El miércoles pensé volver a colgar en redes 'La leona', aquel artículo que le escribí en este periódico hace tiempo, pero sería un fraude porque aquella era una declaración de amor para entonces y hoy merece otra declaración de amor distinta, porque el amor nunca es igual. Lo fuerte es que, 27 años después, nos sigamos queriendo como adolescentes, pero así es. Para decirle que la quiero de una forma nueva tendría que aprender otro idioma, pero no es necesario porque todo en nuestra vida es nuevo, con lo que ello conlleva de desazón. Cada día nos levantamos y galopamos a lomos de un tigre enloquecido hasta que, llegada la noche, lo hemos fundido. Nuestra vida es tan bonita como agotadora. Solo con Carolina esto sería posible porque solo ella puede domar al tigre y a mí a la vez. Ella manda, templa y sopesa: Libra, es la balanza. A veces esas cosas funcionan.
Volviendo al lugar donde transcurre la escena, hemos descorchado una botella de vino y estamos hablando de la vida, de cómo viene siendo, y nos da igual que fuera 'se acabe el mundo'. «Cuando el Cordero rompió el séptimo sello, hubo silencio en el cielo como por media hora» (Apocalipsis 8:1-4), es decir, hasta cuando llegue el fin del mundo habrá media hora de calma. Carolina y yo parecíamos estar en esa media hora previa al Armagedón.

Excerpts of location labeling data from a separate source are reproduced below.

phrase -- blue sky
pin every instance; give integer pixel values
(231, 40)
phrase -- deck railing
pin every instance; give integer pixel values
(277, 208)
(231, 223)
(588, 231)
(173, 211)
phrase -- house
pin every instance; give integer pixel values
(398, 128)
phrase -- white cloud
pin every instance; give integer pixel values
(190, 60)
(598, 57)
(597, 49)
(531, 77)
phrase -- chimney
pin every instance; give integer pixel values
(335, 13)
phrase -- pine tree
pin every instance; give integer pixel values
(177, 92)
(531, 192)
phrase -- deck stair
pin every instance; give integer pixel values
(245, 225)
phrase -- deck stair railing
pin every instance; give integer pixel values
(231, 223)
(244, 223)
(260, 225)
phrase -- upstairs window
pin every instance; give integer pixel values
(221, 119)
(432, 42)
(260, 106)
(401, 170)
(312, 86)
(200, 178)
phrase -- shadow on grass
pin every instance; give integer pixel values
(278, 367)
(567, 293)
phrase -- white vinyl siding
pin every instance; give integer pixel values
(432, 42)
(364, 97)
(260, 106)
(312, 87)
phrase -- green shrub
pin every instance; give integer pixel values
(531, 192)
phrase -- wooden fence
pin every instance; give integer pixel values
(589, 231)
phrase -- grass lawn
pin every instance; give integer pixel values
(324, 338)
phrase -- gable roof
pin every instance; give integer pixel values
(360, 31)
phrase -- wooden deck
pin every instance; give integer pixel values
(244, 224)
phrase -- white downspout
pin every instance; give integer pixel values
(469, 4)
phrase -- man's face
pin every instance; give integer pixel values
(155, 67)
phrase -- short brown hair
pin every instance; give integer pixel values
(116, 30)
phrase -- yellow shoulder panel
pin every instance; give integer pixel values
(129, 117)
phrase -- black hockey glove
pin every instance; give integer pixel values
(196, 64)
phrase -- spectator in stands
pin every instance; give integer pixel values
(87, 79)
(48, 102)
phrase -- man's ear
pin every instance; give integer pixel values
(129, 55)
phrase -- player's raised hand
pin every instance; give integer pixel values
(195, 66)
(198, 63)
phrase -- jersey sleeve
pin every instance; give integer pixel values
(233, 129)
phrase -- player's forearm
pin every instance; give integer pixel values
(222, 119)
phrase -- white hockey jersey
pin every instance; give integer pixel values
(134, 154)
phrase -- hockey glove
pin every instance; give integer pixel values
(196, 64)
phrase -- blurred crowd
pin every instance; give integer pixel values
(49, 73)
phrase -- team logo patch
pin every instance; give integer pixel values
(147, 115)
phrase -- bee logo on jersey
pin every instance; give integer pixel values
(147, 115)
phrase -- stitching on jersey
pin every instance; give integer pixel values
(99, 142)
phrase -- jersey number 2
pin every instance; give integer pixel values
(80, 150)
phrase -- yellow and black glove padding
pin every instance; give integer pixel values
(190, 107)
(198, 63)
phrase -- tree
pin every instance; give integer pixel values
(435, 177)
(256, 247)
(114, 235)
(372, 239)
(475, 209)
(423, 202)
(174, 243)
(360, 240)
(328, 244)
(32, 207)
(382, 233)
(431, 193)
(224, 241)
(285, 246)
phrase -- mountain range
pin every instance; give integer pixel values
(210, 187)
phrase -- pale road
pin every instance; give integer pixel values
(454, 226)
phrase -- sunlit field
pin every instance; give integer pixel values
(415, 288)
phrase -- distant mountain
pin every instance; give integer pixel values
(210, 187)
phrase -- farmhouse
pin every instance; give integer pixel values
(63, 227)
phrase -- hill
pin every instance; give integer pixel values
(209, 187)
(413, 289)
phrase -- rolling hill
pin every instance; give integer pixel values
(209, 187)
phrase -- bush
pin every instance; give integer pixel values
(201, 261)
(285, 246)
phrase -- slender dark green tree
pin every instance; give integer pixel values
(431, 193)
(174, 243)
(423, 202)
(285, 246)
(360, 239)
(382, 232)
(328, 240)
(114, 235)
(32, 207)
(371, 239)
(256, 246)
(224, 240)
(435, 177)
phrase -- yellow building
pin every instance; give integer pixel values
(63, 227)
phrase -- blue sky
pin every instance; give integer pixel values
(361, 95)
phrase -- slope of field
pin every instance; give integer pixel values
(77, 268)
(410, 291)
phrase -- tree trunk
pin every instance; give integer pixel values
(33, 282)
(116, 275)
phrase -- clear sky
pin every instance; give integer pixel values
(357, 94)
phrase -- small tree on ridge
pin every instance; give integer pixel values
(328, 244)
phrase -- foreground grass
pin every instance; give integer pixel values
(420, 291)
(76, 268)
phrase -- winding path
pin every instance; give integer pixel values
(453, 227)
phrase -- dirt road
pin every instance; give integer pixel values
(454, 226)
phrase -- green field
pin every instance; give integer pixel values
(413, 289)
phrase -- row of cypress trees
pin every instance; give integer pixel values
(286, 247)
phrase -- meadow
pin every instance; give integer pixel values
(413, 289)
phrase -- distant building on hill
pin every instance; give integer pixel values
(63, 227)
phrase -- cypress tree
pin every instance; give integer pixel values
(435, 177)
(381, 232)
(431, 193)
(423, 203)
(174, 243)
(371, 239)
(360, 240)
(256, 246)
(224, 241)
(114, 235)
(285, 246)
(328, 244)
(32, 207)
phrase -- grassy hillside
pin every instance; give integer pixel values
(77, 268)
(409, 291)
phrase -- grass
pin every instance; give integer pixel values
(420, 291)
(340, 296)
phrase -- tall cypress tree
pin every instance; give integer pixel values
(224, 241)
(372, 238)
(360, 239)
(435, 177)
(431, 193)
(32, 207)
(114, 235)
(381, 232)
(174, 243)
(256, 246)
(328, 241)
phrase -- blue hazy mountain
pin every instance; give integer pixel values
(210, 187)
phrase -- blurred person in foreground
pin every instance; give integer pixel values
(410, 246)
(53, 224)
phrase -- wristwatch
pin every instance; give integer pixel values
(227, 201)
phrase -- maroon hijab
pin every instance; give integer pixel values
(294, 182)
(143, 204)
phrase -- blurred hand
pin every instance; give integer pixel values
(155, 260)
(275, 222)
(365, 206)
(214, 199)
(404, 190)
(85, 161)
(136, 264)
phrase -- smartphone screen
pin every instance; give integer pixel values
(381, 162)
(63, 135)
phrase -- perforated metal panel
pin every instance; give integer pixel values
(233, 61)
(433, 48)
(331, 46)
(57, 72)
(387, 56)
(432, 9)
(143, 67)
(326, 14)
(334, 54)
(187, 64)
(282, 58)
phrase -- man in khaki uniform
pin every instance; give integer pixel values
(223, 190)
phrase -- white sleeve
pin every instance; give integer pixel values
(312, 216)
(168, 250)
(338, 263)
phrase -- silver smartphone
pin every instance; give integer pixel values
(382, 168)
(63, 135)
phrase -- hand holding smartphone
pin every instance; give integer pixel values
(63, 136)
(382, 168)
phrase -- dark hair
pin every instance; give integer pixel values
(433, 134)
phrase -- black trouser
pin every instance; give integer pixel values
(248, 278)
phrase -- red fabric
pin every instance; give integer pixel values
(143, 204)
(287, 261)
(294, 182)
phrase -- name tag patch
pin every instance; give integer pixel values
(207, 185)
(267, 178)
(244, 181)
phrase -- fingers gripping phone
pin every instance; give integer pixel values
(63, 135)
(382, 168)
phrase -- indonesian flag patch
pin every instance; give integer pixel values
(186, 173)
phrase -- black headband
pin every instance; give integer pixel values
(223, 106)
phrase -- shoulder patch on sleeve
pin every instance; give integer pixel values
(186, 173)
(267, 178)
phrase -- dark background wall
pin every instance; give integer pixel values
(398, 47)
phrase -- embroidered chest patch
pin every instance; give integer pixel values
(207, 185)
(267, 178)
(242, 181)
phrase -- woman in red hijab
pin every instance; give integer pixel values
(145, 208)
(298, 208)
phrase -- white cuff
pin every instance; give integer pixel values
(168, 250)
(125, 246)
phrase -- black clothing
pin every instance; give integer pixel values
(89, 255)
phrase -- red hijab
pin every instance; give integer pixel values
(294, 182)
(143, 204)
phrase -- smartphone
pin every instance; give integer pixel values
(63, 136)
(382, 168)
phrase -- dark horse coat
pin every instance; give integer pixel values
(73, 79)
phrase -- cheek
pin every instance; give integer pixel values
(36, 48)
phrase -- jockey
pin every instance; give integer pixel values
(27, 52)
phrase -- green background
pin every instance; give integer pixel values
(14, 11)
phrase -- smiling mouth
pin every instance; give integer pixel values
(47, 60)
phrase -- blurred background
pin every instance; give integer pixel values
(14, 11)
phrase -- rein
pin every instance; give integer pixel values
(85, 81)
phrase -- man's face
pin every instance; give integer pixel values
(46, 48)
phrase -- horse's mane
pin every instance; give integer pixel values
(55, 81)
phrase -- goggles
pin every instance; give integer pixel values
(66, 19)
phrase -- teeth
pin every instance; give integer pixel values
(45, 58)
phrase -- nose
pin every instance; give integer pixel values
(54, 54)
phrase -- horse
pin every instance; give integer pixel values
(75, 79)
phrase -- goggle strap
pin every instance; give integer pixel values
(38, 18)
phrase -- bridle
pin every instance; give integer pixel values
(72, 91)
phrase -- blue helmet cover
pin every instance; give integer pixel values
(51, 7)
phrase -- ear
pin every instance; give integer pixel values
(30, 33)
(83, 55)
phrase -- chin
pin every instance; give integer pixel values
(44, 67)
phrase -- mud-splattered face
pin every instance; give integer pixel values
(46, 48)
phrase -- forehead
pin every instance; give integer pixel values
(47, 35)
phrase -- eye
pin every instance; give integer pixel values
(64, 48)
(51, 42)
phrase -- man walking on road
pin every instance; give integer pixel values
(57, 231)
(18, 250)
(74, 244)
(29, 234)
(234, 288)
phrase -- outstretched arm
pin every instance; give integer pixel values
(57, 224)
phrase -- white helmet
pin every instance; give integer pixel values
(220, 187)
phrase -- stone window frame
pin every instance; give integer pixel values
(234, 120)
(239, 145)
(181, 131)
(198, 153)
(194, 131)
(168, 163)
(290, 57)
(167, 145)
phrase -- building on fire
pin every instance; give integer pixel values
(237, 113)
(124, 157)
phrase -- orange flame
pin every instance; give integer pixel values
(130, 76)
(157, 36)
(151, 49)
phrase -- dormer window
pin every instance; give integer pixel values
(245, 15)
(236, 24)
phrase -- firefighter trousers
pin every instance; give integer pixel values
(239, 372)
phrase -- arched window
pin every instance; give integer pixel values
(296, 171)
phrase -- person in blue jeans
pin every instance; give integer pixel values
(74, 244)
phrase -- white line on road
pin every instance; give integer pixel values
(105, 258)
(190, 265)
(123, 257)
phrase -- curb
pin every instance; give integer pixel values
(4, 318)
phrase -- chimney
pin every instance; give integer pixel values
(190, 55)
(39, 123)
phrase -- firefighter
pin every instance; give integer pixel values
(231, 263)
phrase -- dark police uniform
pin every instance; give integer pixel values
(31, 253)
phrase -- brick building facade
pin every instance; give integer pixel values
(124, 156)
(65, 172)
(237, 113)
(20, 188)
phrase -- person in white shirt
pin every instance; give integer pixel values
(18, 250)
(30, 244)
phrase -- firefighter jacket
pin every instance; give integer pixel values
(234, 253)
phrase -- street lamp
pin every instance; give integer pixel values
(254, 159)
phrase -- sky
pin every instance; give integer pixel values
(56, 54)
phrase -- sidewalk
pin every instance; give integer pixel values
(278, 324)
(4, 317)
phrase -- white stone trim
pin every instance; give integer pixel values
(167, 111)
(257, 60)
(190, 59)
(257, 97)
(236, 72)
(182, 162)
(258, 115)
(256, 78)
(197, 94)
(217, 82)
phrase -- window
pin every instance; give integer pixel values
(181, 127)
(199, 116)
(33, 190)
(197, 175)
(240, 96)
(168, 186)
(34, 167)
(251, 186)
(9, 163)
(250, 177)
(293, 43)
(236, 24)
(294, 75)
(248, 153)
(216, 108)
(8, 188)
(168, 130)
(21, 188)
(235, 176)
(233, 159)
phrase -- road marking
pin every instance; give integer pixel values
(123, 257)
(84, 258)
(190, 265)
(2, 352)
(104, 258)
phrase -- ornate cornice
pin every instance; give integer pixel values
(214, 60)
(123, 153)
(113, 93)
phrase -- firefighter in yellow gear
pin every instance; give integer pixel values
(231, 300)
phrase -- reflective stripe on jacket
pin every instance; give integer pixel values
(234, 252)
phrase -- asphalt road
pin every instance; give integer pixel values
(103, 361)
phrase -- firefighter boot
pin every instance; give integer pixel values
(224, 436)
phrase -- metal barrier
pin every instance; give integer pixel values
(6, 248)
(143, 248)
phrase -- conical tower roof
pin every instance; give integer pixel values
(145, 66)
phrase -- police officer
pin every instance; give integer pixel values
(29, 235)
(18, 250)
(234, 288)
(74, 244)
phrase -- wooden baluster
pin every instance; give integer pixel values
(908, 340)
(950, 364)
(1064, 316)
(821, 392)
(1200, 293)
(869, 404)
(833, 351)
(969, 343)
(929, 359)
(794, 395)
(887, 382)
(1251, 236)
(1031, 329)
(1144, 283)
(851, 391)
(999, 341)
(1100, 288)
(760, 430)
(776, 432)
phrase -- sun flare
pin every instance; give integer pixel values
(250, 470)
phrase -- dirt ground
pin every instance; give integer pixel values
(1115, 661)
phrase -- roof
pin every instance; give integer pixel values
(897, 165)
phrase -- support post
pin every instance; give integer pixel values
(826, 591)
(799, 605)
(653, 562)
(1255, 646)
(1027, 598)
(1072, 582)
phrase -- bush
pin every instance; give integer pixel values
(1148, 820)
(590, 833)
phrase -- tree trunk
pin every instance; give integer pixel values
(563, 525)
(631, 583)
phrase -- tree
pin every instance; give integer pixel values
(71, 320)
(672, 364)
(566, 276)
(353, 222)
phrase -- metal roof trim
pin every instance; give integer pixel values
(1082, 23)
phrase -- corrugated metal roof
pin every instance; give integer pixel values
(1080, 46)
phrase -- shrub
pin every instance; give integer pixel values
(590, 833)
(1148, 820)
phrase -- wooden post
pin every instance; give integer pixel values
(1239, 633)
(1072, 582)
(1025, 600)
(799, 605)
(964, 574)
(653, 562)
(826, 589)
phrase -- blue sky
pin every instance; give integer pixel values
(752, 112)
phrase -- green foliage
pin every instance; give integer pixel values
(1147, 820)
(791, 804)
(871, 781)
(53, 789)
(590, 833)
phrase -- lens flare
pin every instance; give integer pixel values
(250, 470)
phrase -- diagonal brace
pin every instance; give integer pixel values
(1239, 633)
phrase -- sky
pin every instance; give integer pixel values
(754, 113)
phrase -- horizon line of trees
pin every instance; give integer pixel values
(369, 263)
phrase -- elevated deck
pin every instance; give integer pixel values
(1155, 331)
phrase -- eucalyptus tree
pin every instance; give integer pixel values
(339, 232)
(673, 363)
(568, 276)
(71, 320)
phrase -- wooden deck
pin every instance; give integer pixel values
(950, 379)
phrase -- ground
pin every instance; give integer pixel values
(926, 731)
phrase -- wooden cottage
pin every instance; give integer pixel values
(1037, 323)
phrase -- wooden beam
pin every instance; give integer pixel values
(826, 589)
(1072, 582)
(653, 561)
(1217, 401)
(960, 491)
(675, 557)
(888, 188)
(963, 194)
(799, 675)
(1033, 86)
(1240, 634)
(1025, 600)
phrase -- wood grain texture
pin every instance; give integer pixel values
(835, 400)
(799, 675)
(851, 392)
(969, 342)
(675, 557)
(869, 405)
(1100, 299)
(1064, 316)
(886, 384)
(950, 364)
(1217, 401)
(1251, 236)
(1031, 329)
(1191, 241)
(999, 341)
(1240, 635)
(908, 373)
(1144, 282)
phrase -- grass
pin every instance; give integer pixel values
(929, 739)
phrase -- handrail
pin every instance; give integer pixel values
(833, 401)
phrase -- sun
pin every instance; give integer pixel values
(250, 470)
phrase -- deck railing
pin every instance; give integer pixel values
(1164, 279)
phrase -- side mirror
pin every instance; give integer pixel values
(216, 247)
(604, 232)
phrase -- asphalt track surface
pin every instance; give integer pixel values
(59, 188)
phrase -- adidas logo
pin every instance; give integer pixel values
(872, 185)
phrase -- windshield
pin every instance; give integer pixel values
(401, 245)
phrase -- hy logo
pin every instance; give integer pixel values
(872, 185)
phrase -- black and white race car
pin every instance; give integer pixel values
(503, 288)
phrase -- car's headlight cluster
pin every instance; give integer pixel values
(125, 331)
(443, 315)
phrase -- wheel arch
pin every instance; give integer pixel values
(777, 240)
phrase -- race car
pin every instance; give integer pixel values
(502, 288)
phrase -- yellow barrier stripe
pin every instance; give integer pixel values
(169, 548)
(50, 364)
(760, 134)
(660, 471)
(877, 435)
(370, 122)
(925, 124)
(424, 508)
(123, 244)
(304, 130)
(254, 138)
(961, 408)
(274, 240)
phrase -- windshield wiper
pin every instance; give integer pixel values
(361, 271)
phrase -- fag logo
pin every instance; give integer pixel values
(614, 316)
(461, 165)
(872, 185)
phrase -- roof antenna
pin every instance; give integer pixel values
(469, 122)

Todo el tiempo me vienen canciones mientras escribo esta columna que, probablemente, no interesará a nadie y, después de la cual, tal vez me echen del periódico por cursi, pero me acuerdo de una letra de Gabinete Caligari que decía «Mi cielito y yo en la suite nupcial / nos resbala el mundo entero, estamos como dios / mucho mejor, como dos», y es que en esa mesa del Morales la luz delimitaba el universo, no había nada más: no había 'Brexit', en Barcelona las calles eran tranquilas y el Mar Menor era aquel paraíso de mi infancia. En aquella mesa el tiempo suavizaba las arrugas de dentro y de fuera, y todo era cálido y suave. En aquella mesa el amor ocurría como ocurre en todas partes, pero era más necesario porque en tiempos tan feos lo bello brilla doblemente. Ojalá estén ustedes enamorados o encuentren el amor pronto. Si no, consuélense con la idea de que, a veces, pasan cosas buenas.